Reference is hereby made to Items 5-9 and 11 of page
2 of this Schedule, which Items are incorporate by reference herein.
Item 5. Ownership of Five Percent or Less of a Class
If this statement is being filed to report the fact that as of the date hereof the reporting person has ceased to be the beneficial owner of more than five percent of the class of securities, check the following o.
Not applicable.
Item 6. Ownership of More than Five Percent on Behalf of Another Person
A separate account managed by the Reporting Person ("SMA") has the right to receive or the power to direct the receipt of dividends from,
or the proceeds from the sale of 3,350,000 of the shares reported in Items 5-9 and 11 of page 2 of this Schedule less any fees due to the Reporting Person in its role as investment manager of the SMA. The SMA's economic interest is less than 5% of the subject securities reported on this Schedule.

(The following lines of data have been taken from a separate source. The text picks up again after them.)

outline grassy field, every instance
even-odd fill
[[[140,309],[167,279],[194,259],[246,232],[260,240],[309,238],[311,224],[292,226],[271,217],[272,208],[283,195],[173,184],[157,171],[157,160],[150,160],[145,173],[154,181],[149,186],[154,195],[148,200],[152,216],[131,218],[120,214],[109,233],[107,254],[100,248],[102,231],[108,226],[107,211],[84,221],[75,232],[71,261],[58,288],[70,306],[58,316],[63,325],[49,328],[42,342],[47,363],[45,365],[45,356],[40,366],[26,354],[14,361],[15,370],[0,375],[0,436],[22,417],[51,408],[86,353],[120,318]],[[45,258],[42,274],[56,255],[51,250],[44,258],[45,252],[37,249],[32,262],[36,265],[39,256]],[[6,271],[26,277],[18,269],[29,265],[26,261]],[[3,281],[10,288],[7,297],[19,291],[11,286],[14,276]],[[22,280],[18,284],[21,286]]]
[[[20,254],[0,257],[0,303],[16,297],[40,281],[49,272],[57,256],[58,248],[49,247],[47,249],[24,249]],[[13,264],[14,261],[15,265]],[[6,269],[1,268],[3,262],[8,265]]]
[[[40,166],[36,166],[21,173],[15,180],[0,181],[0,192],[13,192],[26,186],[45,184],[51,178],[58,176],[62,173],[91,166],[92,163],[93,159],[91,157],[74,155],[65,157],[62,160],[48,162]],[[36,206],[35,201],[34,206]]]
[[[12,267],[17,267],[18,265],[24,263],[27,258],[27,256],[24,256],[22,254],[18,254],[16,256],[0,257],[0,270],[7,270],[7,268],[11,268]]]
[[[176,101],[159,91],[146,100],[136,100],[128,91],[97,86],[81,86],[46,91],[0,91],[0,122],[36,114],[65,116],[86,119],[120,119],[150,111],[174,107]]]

Item 7. Identification and Classification of the Subsidiary Which Acquired the Security Being Reported on By the Parent Holding Company or Control Person
Not applicable.
Item 8. Identification and Classification of Members of the Group
Not applicable
Item 9. Notice of Dissolution of Group
Not applicable.
Item
10. Certification
By signing below I certify that, to the best of my knowledge and belief, the securities referred to above were not acquired and are not held for the purpose of or with the effect of changing or influencing the control of the issuer of the securities and were not acquired and are not held in connection with or as a participant in any transaction having that purpose or effect.
SIGNATURE
After reasonable inquiry and to the best of its knowledge and belief, each of the undersigned certifies that the information set forth in this statement is true, complete and correct.